Web diplomacy has three scoring systems, one of which is discontinued. They're described in full here: https://webdiplomacy.net/points.php

Here's the summary:

  • Draw size scoring: if you solo, you get all the points. If you draw, each player gets 1/N of the points, where N is the number of surviving players.

  • Sum of Squares scoring: if you solo, you get all the points. If you draw, each player gets points equal to your_supply_centers ^ 2 / all_owned_supply_centers ^ 2.

  • Points per supply center: [discontinued] you get points equal to your_supply_centers / all_owned_supply_centers regardless of whether a player soloed or it was a draw.

Anecdotally, I believe draw size scoring is the most common (I have a friend who has spent a lot of time playing diplomacy tournaments and insists that draw size scoring is the "true way to play").

Under draw size scoring (or sum of squares scoring), such a deal could make sense. The Italian player is gambling that the game will be a draw and they will get a piece of it, while the Turkish player is gambling that the Italian holdings will generate sufficient momentum for Turkey to solo. But if the game does go to a draw, Turkey would have substantial incentive to backstab Italy and get a larger piece of the draw, making this deal unlikely in practice.
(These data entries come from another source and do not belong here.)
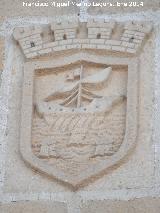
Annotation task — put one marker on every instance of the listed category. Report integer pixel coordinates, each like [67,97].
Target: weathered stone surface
[141,205]
[2,52]
[103,60]
[33,207]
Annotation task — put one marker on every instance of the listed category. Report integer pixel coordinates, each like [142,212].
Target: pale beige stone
[2,52]
[33,207]
[141,205]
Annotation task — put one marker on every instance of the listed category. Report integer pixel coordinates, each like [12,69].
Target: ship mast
[80,88]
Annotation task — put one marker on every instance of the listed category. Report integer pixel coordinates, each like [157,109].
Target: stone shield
[79,115]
I have heard of tournaments doing score based on what ordinal position a player finished in the game (1st through 7th) with player elimination time being the metric for eliminated players. Under such a scoring system, this deal could make a lot of sense, as it would allow Italy to generate an artificially high finishing position in the game despite being functionally irrelevant. The potential for gaming the scoring in this way is a big reason a diplomacy tournament should avoid using ordinal-based scoring systems.